Following its $550 million transformation, the plant will start by producing the new Ford Focus, a gas-powered small car with an automatic transmission that gets 40 miles per gallon.
"The Michigan Assembly Plant epitomizes the best of what Ford stands for - fuel efficiency, quality, smart technology," said Ford Executive Vice President Mark Fields.
"This new car could not arrive in the market at a better time," said Fields, as gasoline prices soar, driven by unrest in the Middle East and North Africa, and increasing global demand for oil.
The Focus Electric zero-emission battery electric car is slated to go into production later this year at the same plant, followed by production of the new C-MAX Hybrid and C-MAX Energi plug-in hybrid in 2012.
Fords roll off the new production line at the Michigan Assembly Plant. (Photo courtesy Ford)
Reprogrammable tooling in the body shop and 500 new robots capable of 4,000 welds per vehicle; standardized equipment in the paint shop; and a common-build sequence in final assembly make it possible to build all these vehicles on the same line.
Michigan Assembly is the first U.S. plant to commercially use what Ford environmental engineer John Nowak calls a "three-wet paint application" that will save about $3 million in production in natural gas and electricity, without compromising Ford's paint quality or durability.
"In most other automotive plants, we apply a layer of paint called the primer coat and we bake the unit, and then we put on the base coat and the clear coat, and we bake it again," said Nowak. "The three-wet process allows us to put on primer, base and clear, and bake it only once. We save all the electricity from the blowers that run the booths and the ovens, plus all the natural gas from heating the air and the ovens. Ford is leading the way on this greener, cleaner paint process."

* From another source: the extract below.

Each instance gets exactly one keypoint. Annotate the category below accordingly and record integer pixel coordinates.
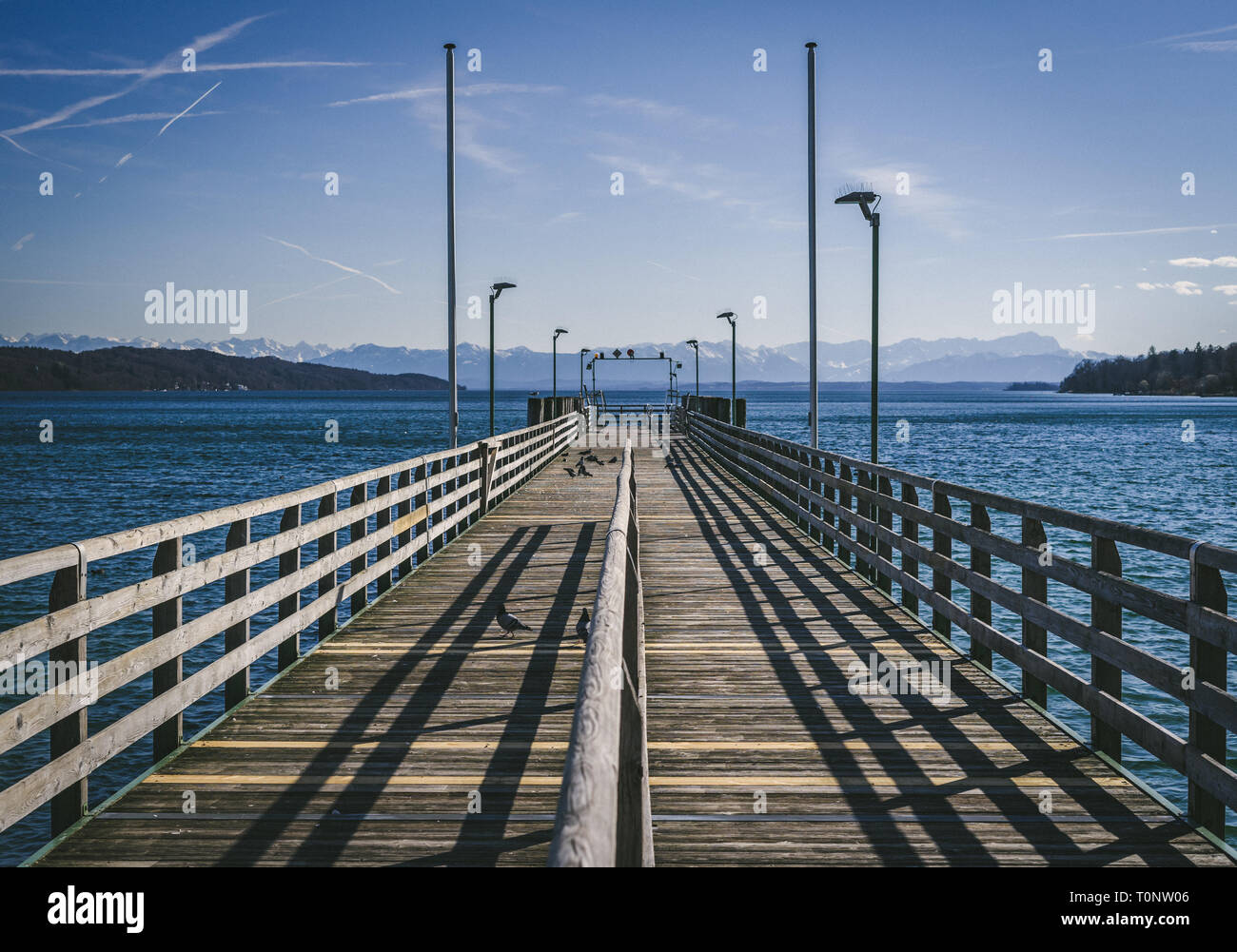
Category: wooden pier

Because of the differences in technique - including robotic processing, elimination of equipment and associated pollutants, and increased line speed - the three-wet paint process reduces emissions of the greenhouse gas carbon dioxide by 6,000 metric tons a year compared to waterborne systems and 8,000 metric tons a year compared to conventional high-solvent systems.
The Michigan Assembly Plant has a new 500-kilowatt solar generation systems, one of the largest in the state, which feeds the energy-efficient microgrid, helping power the plant.
The plant also has 10 electric vehicle charging stations that recharge electric switcher trucks that transport parts between adjacent facilities, saving an estimated 86,000 gallons of gas a year.
Plus, the Focus parts that arrive at the plant from Europe are packed in cardboard that is collected, sorted and recycled, as is the bubble wrap, and the styrofoam and water bottles used by employees. Even the temporary wooden partitions that were put up as the plant was revamped and remodeled were donated to the local Habitat for Humanity for housing projects.
"We have taken steps great and small to make the plant as green as possible," Nowak said. "Our goal was to help the 4,000 Ford employees make this several-million-square-foot facility truly environmentally friendly and cost-efficient."
The plant first opened in 1957, building station wagon bodies and has since produced trucks and large SUVs.
Ford's partnership with the U.S. Department of Energy helped the automaker build the latest green improvements into the Michigan Assembly Plant.
The plant is one of 11 Ford facilities in the United States participating in the Advanced Technology Vehicles Manufacturing Loan Program initiated by Congress and implemented by the Obama administration.
This green loan program is helping to develop advanced technology vehicles and strengthen American manufacturing across the country. Ford, Nissan, Tesla, Fisker and Vehicle Production Group are all participants.